信じたくはないが、これは覚醒剤かなにかの違法薬物だとしか思えなかった。
咲良はしばらく間を置き、正気に返ったように眉を寄せてゆっくりと首を横に振り、もう一度「分かりません」と答える。
俺は咲良の顔を凝視した。出来るだけ公正な視点で、その表情をジャッジするように努めた。顔色、瞳の動き、眉間の皺、頬の強ばり、唇の角度。そのどれを取っても、嘘や誤魔化しが混ざっているようには、見えなかった。
そもそも、何かやましいことがあるのであれば、俺にスーツケースを託しはしないだろう。右往左往した挙げ句に辿り着いた答えは、すっと心を冷静にした。
薬物を仕込んだスーツケースを観光客の持ち物とすり替えて税関を通過しようとする試みは、ごく一般的な密輸の手段だ。それに咲良が巻き込まれてしまい、何かの手違いで回収されずに手元に残ってしまったのかも知れない。

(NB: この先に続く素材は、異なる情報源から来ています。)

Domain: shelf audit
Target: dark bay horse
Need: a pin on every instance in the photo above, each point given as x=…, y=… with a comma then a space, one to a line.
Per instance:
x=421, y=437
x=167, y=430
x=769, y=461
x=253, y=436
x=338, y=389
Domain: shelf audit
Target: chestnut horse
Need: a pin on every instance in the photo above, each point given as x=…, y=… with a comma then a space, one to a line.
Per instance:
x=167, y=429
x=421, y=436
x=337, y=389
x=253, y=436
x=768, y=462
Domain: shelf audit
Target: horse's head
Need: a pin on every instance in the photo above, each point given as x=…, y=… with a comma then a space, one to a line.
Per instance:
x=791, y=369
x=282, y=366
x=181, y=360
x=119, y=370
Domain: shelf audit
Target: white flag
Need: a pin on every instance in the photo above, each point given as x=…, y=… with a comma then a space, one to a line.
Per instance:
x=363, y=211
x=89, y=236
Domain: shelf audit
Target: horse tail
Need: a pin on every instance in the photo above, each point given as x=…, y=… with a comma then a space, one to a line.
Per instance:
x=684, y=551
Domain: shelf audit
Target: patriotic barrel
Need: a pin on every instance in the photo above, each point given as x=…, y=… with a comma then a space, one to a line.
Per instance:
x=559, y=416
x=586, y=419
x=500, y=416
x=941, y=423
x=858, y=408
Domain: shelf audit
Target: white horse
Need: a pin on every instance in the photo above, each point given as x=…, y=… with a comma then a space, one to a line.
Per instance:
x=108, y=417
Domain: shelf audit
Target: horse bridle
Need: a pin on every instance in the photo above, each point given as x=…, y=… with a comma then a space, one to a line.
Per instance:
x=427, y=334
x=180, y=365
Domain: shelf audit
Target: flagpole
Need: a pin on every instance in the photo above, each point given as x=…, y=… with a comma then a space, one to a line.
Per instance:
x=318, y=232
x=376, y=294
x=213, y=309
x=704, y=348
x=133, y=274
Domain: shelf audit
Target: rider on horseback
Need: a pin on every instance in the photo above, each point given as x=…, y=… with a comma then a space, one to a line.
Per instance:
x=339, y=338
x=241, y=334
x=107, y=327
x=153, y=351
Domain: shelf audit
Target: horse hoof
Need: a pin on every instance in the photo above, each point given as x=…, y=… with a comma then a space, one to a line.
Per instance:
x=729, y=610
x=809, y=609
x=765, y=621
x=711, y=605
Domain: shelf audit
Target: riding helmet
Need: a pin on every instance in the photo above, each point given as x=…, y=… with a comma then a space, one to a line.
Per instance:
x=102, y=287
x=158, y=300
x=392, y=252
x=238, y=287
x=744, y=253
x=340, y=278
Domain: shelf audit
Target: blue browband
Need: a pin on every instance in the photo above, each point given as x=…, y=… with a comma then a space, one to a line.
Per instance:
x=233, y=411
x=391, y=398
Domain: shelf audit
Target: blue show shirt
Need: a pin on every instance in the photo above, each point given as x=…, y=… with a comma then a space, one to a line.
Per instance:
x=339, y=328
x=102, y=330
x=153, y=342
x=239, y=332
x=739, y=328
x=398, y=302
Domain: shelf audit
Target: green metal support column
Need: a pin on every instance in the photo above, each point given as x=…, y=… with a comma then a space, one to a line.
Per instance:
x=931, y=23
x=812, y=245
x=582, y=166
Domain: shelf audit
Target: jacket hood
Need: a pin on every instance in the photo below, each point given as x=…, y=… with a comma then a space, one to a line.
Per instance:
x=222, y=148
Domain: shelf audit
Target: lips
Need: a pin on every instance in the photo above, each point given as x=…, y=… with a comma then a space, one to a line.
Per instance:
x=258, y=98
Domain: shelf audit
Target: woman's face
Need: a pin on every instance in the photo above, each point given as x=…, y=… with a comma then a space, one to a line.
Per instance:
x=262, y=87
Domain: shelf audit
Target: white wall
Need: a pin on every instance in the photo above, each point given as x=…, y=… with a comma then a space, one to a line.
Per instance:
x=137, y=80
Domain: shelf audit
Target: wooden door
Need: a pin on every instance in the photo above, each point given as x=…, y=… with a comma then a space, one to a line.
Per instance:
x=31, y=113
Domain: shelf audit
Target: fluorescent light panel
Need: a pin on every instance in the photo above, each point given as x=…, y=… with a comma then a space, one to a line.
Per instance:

何度も海外を往き来している咲良にならば、起こりえる事態だ。だが、スーツケースの中身が全く違う物に変わっていたら流石におかしいと気付くはずだが……。
「このスーツケースを使って旅行している時に、何かおかしな出来事は無かった? ちょっとした違和感とか、そんな些細な事で構わんから」
膝の上に拳を二つ作り、それをギュッと握りしめて咲良は目を瞑った。血色を失った唇を噛みしめる。その顎先が、小刻みに震え始めた。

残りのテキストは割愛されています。